Rethinking privacy law

Several panels explored new approaches to privacy regulation. For example, the University of Amsterdam’s Institute for Information Law (IViR) organized a panel on Privacy by Analogy that considered the ways in which copyright law, environmental law, consumer protection law and financial regulation are similar to privacy law, and the lessons that these other fields can provide for the emerging field of privacy regulation. Another panel on EU Data Protection Reform discussed the current state of the General Data Protection Regulation, the issues that remain to be resolved, and the likely future of this major re-boot of European data protection law.

Strategic insights

U.S. companies and others can draw a number of useful conclusions from the conference proceedings:

  • Cross-border transfers of personal data are becoming increasingly ubiquitous and essential to business, yet remain legally problematic. The largest companies have developed Binding Corporate Rules and other means to facilitate these global data flows. Fewer solutions have emerged for mid-sized companies. Such companies need to be aware if the various mechanisms that do exist and how they can best use them.
  • The major revision to European data protection regulation — the General Data Protection Regulation (GDPR) — is coming and will likely arrive in 2016. As currently formulated, the GDPR includes both much larger penalties and extraterritorial jurisdiction that may reach U.S. companies. This is a potent combination. American companies that market to Europeans or otherwise use their personal information need to be fully aware of, and prepared for, this significant development. The Snowden revelations remain raw and unresolved. This, combined with the forthcoming GDPR, puts the U.S.-EU Safe Harbor Agreement on more tenuous footing.
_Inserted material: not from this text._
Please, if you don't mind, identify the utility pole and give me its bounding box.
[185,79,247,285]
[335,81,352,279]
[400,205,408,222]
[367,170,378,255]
Companies that rely on the Safe Harbor must remain aware of these developments to plan wisely for the future.
  • Big data promises tremendous benefits; however, conference speakers highlighted concerns about its potential privacy and discriminatory impacts. Companies that trigger such concerns could suffer damage to brand and consumer trust — a situation that Target has already experienced, and that other companies will not want to repeat. Businesses that want to achieve big data’s value will need to be aware of these risks and develop a proactive framework for mitigating them.
  • Enhanced privacy performance can, in some instances, yield a competitive advantage. This is a new strategy that is only beginning to come into focus. The CPDP panels on this topic suggest that some businesses are successfully employing it. Innovative companies need to look for these opportunities and seize them where they exist.